Reviewed by ArchonCinemaReviews3 / 10

The worst thing you can do as a filmmaker is make a boring film, and that is The Leisure Class

The Leisure Class is the film green lit by the fourth season of Project Greenlight, this year produced by HBO and won by neophyte filmmaker Jason Mann.

For those of you unfamiliar with Project Greenlight, it is a competition produced by Matt Damon and Ben Affleck (and previously co-produced by Chris Moore who was inexplicably absent this season) in which one winner gets to make a movie. The applicants are typically burgeoning cinema creators or drowning creatives who long ago took the safe route of a standard job. After a hiatus, the fourth season finally returns after a ten year lull, and this time New York film student Jason Mann won. Initially Mann was to direct a film written by season one winner Pete Jones called "Not Another Pretty Woman" but after some finagling, Mann won over HBO and was able to direct his own project, The Leisure Class.

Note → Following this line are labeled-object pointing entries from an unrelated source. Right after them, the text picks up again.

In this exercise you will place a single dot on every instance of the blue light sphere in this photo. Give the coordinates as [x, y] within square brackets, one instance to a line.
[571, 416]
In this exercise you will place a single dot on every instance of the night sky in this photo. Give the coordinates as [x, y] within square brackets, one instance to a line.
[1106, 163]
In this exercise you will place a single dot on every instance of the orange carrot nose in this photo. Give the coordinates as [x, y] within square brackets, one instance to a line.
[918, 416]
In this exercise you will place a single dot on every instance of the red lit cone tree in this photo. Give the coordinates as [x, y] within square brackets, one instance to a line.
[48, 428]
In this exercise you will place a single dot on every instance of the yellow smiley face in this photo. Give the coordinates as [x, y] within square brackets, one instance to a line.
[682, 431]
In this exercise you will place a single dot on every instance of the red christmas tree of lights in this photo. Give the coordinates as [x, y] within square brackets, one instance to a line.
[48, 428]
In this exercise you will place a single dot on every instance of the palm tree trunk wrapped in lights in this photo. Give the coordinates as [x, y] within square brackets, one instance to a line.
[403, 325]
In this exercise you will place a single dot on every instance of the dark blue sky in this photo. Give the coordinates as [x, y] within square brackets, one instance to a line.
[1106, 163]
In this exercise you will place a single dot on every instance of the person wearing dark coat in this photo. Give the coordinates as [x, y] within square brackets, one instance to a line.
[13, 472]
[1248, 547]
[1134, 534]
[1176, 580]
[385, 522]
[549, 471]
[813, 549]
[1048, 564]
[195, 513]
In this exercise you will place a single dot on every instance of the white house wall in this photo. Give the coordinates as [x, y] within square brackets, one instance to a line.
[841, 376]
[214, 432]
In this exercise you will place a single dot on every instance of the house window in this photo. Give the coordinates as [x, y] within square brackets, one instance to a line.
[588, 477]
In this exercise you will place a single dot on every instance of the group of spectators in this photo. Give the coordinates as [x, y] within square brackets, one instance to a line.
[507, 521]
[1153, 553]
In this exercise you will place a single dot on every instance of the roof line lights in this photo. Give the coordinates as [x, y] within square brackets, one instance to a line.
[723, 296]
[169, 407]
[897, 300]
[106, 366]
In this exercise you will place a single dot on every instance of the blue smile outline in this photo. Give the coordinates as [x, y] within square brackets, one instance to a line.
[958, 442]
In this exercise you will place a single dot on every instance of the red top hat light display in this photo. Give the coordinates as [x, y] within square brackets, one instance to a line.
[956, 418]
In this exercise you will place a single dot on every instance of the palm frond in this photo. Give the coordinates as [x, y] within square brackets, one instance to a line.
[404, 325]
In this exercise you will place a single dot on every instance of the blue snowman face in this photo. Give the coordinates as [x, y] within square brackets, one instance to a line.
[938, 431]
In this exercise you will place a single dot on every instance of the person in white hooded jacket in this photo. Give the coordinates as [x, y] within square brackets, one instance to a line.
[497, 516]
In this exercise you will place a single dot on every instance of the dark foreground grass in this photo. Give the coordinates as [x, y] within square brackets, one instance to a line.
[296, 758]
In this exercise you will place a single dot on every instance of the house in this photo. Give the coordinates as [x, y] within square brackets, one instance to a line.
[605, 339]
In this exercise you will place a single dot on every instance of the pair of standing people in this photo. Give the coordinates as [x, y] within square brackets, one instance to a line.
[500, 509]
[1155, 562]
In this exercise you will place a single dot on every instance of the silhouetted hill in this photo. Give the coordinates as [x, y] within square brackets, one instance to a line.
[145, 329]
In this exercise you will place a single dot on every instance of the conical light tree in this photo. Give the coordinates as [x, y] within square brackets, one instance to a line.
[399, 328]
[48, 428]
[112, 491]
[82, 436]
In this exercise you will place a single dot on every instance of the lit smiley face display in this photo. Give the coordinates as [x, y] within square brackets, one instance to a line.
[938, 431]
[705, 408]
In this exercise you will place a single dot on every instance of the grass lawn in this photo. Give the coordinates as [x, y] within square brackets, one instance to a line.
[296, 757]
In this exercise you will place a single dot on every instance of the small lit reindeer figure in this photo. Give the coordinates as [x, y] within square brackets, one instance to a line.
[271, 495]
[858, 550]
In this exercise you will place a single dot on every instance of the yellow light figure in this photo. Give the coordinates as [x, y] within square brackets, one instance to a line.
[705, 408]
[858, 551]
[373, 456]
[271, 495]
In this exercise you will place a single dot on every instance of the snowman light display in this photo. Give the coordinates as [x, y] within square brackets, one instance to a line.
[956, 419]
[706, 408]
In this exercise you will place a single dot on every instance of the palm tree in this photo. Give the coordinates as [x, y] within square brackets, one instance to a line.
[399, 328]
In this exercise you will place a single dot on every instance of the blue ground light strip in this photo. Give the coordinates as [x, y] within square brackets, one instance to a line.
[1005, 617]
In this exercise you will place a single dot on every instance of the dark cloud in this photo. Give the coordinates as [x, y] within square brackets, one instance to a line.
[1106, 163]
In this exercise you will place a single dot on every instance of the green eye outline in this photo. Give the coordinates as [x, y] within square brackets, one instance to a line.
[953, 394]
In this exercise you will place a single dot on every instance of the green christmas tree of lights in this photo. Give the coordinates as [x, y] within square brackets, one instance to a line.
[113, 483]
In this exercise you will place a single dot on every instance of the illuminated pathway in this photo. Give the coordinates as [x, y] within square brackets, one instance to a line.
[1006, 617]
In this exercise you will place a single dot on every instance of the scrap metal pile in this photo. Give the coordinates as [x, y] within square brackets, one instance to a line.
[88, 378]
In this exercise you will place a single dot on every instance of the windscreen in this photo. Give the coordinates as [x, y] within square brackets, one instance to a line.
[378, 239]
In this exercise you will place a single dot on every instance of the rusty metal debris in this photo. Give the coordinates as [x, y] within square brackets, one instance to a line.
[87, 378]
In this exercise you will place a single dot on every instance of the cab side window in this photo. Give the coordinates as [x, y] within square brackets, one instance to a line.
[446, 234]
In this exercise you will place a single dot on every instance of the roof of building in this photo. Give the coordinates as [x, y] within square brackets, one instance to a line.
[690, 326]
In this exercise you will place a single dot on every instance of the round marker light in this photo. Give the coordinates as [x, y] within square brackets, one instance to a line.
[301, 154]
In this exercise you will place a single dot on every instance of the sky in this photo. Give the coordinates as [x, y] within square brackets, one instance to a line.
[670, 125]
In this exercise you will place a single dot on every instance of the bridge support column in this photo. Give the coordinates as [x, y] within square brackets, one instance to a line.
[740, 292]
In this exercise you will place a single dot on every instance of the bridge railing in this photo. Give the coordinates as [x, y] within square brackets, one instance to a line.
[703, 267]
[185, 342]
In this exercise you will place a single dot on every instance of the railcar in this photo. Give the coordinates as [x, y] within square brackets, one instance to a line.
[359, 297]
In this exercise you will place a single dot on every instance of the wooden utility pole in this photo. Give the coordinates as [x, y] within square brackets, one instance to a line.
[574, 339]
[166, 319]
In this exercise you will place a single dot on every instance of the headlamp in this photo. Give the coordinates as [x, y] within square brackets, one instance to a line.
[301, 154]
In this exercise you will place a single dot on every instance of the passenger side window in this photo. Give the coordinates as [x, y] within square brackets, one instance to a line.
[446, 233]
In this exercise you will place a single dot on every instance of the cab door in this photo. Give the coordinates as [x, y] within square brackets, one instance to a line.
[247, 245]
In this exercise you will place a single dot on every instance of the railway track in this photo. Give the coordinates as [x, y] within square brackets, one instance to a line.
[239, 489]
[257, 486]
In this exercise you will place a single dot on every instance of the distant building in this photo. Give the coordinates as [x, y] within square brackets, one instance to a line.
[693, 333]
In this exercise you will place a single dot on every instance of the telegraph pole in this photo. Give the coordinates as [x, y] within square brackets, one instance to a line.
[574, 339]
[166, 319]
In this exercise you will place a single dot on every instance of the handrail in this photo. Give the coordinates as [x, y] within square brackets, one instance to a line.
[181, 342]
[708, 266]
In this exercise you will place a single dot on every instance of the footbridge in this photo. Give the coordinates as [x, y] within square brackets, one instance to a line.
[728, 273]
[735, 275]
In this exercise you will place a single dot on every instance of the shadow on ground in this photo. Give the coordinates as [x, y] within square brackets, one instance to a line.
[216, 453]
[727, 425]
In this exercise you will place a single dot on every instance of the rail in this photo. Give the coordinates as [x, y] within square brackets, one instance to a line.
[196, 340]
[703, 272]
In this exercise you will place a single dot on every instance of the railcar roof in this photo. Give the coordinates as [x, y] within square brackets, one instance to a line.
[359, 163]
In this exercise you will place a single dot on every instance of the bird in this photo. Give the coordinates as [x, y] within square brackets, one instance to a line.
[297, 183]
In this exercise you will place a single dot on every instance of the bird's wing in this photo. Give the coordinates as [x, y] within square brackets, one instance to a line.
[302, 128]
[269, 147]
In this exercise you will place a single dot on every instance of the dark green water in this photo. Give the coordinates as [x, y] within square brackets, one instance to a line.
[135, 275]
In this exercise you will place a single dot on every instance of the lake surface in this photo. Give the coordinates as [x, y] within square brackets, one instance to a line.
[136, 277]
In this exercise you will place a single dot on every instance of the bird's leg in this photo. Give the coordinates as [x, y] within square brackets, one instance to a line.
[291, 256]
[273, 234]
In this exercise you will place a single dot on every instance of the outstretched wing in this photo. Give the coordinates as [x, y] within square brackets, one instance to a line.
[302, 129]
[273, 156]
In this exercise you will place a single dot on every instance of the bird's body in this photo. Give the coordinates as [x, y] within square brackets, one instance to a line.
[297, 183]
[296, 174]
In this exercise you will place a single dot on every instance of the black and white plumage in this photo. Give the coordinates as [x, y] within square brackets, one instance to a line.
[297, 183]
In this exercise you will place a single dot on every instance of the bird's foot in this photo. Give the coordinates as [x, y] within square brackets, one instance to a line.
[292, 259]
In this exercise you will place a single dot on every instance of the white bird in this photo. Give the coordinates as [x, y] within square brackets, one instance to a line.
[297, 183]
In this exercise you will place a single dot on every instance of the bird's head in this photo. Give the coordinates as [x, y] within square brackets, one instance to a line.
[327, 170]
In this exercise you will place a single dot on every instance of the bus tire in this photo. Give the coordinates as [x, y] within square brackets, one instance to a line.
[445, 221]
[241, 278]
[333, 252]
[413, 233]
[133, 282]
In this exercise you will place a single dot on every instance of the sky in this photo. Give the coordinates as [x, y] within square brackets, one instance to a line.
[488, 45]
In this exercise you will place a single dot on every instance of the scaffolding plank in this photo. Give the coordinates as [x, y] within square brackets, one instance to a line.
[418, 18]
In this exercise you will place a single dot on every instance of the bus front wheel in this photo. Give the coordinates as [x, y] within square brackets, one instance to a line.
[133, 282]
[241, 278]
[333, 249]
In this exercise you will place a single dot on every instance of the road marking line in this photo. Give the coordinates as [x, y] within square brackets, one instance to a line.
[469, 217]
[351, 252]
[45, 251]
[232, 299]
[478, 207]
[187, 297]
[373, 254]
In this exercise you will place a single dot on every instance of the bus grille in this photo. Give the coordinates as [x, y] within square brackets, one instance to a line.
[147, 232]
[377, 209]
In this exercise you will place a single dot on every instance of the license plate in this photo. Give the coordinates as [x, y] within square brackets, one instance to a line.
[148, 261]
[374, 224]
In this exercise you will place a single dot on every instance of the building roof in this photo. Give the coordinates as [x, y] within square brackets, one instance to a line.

I'm a huge fan of the heart and premise of Project Greenlight – give someone, who would otherwise not have a chance at breaking into Hollywood, the opportunity to make a movie. There is something interesting about watching these bright eyed individuals learn about the indie film maker's experience dealing with a studio, a la getting thrown into the deep end. Without fail though, you end up cheering for the Greenlight winner and inevitably form a bias in your experience of the final project. In an effort to truly watch the film with favoritism, I refrained from watching the series after episode two and skipped right to the movie.

The premise for The Leisure Class is not complicated in anyway, a British man named William is about to marry into an 'old money' Connecticut family. This happy occasion is turned on its head when William's eccentric brother turns up and the truth of William's pedigree and intentions can no longer be hidden.

The Leisure Class as a film is riddled with problems from start to finish, which makes us shudder at the thought of the state of Not Another Pretty Woman, the initial screenplay which was to be made. Character development, acting, plot, tone, structure, cinematography, production design, editing – basically everything needs work and feels like a rough first draft that should never see the light of day except as a canistered film on a shelf.

If you pick away at all the physical imperfections, what comes down to it is The Leisure Class is a weak script. The pacing is terrible, unbearably slow and monotonous at the start, with bouts of fleeting and nonsensical mania. The core events of the film do create a substandard plot, but the dialogue and transitional occurrences to get us from one main plot point to the next are absent. Tonally, The Leisure Class is off-putting, jumpy and abrasive while being equally pointless.

Yes, the actors could have brought more to their roles than what was there on paper, especially the feebly written females, most notably Bridget Regan who plays Fiona, but that minor fix would not have been enough to save the film. The two leads, played by Ed Weeks and Tom Bell, who are the heart of the film needed significant guidance based on their performances which a more experienced director would have noticed or edited around. Their banter, which seems excessively ad-libbed at times, needed to be reined in considerably so that the core structure of the film was retained. Listening to the dialogue, you long for the characters to get to the point, patiently waiting for the movie to start, which it never does.

It seems as though Jason Mann was given every opportunity to succeed and utilize this film as a catalyst for his career and exemplification of his talents as a film maker. Based on The Leisure Class, Mann needs to go back to the basics of exciting and compelling story-telling before jumping into filming.